I am going to Anchorage in a couple of hours! CVPR 2008 should be really fun.

On another note, yesterday I spent much of the day in beautiful San Francisco. I definitely need to make a few more visits there.

Thursday, June 05, 2008

computer vision summer internship at google

I am going to Mountain View, California next week to start my 3 month-long summer internship at Google. While I don't know the specific details on what I'll be working on, I will be working with the Computer Vision group there.

Here is an idea: imagine making sense of the billions of objects embedded in images contained in google street-view image database. Google is already blurring faces in these images -- which means they are running vision algorithms on this dataset -- but are google researchers finding makes/models of cars, reading street signs, analyzing building facades to see which homes are victorian/ranch/etc, aligning visual information with google maps, etc?

Google street view is an excellent portal from machine to the world. If there is ever any hope of visual recognition happening on a robot, then it will have to happen at Google first. First using immense computational power. If that works, why not outsource visual recognition capabilities to a company like Google? Imagine a little computer onboard your favorite humanoid robot that is actually communicating via some standard recognition API with google's servers. What the robot sees is sent over to Google for analysis -- then 'image understanding' data is propagated back. I imagine such a service could be set up, and for a fairly cheap price.

Wednesday, June 04, 2008

Shimon Edelman: Constraints on the nature of the neural representation of the visual world

I came across a nice short article written by Shimon Edelman titled Constraints on the nature of the neural representation of the visual world. Shimon got his PhD from Weizmann Institute of Science in 1988 under the guidance of the infamous Prof.
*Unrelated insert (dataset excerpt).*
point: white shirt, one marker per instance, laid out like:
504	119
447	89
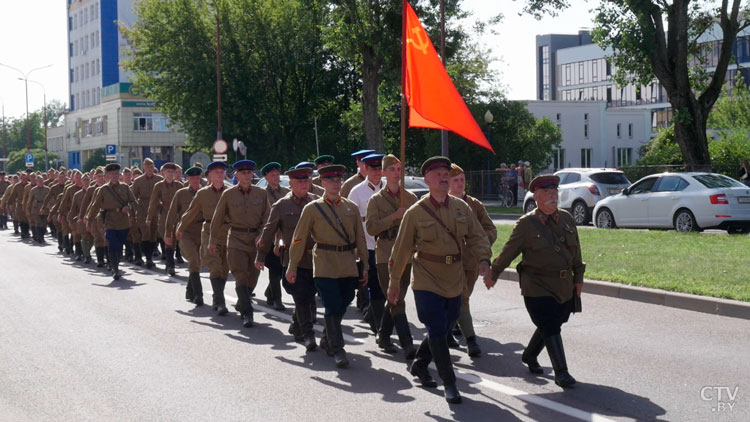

Shimon Ullman and is now a Professor of Psychology at Cornell. If you are a vision hacker -- a code-writing graphical-model advocating graduate student in computer science -- then you might ask yourself: Why should I care what psychologists/philosophers have to say about vision?

The problem is that overfitting to what is currently *hot* at CVPR isn't very productive if you want to solve big problems. Philosophers, psychologists, roboticists, and cognitive neuroscientists have a lot to say about vision and offer plenty of ideas as to what they expect to see in a successful vision system. While being a CS graduate student something like "the problem of computer vision" might seem like a rather grand goal; however, these other scientists (from different fields) suggest that it is unlikely that a pure CS approach will get the glory.

Some concepts that are brought up in this paper are the following: ontological strategy, context, inherent ambiguities in segmentation, ineffability of the visual world, multidimensional similarity space. I think looking at vision from a philosophical point of view is not only enlightening, but suggests that what we should be after is more than just solving the problem of computer vision. What does it mean to solve the problem of computer vision after all? What we should be after is a theory of intelligence -- a theory of mind -- and strive to build truly intelligent machines.